Although he was in shape from toting tubas around, lifting boxes of anti-aircraft rounds was another feat.

"That was the remarkable thing. I could take about 200 pounds with one hand and I only weighed 165. So that's adrenalin for you," he said.

The night before, Schab's band from the Dobbin had performed in the Battle of the Bands at the recreation center.

"My band took fourth place. The Arizona took second, the West Virginia took third and the California took first."

After the contest, the Arizona's captain told the Arizona's band master, "You guys have done a fabulous job.' And he says, 'I'm very proud of you. I'll tell you what. Tomorrow morning you guys can sleep in.' And that's the story. That's where they are today."

Most of the 1,177 sailors killed on the USS Arizona went down with the ship.
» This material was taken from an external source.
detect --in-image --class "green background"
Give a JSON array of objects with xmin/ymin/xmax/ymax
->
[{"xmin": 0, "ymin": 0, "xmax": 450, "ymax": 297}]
Schab, 91, said he went back to Hawaii in 1988 on a job assignment and came within a mile of the sunken Arizona but didn't visit the memorial "because I think I'd break down entirely."

"Emotions run pretty deep," he said, noting that few Pearl Harbor survivors who travel to Hawaii go to the Arizona Memorial. "They can't stand it. It just tears them up."

On Wednesday, the 70th anniversary of the attack, Schab will join other Pearl Harbor survivors for a private luncheon ceremony at Nellis Air Force Base. He said he'll be thinking about how lucky he is to be alive. More than 2,400 military personnel and 68 civilians were killed in the attack.

"The thing that really concerns me is the general populous is forgetting these things. They shouldn't forget them. You can forgive but you can never forget," he said. "Japan has been pretty much of an ally since then. ... I forgave the Japanese many, many, many years ago."